ACA-required fee affects all plan sponsors; the self-insured must file
One provision of the Affordable Care Act (ACA) of 2010 required the establishment of a not-for-profit organization called the Patient-Centered Outcomes Research Institute (PCORI). PCORI funding is legislated to come, in-part, from a fee on insurance issuers, including sponsors of self-insured plans. The imposed fee begins in 2012 and phases out in 2019.
The fee is being treated like an excise tax by the IRS, which will require insurance issuers, including sponsors of self-insured plans, to file Form 720 by July 31 (for plan years ending between October 31, 2012 and December 31, 2012). Plan years ending in 2013 will be required to file in 2014.
For sponsors of fully-insured plans, the issuer – your insurance company – is responsible for filing Form 720 and paying the required PCORI fee on your behalf. No filing action is needed on your part. However, it’s expected that your insurer will roll the PCORI fee into your premium.
While the fee requirement was included in the legislation that passed in March, 2010, the IRS only recently published its direction on calculating the fee.
Calculating the Fee
Your PCORI fee is equal to the average number of covered lives for the policy year, times the applicable dollar amount, as seen below.

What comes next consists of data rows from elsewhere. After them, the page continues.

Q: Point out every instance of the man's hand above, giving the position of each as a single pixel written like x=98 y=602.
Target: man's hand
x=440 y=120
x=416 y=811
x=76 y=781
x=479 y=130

• For policy years ending on or after Oct. 1, 2012, and before Oct. 1, 2013 – the applicable dollar amount is $1.
• For policy years ending on or after Oct. 1, 2013, and before Oct. 1, 2014 – the applicable dollar amount is $2.
• For policy years ending in any fiscal year beginning on or after Oct. 1, 2014 – the applicable dollar amount is indexed for medical inflation.
Importance of the institute you’re funding
The not-for-profit PCORI was established to assist patients, clinicians, purchasers, and policy-makers in making informed health decisions by advancing comparative clinical effectiveness research.
Part of PCORI’s mission is to improve healthcare delivery and outcomes, by producing and promoting high integrity, evidence-based information that comes from research. This is aimed straight at the heart of healthcare costs. Ultimately, the institute is involved in advancing clinical effectiveness so that dollars aren’t wasted on decisions that result in poor outcomes. Theoretically, every health insurance plan sponsor will benefit.
The Affordable Care Act provides that the institute will not be an agency or establishment of the United States Government, and will be funded by a Patient-Centered Outcomes Research Trust Fund. The trust fund, in turn, is to be financed in part by the fees paid by issuers of health insurance policies and sponsors of self-insured health plans.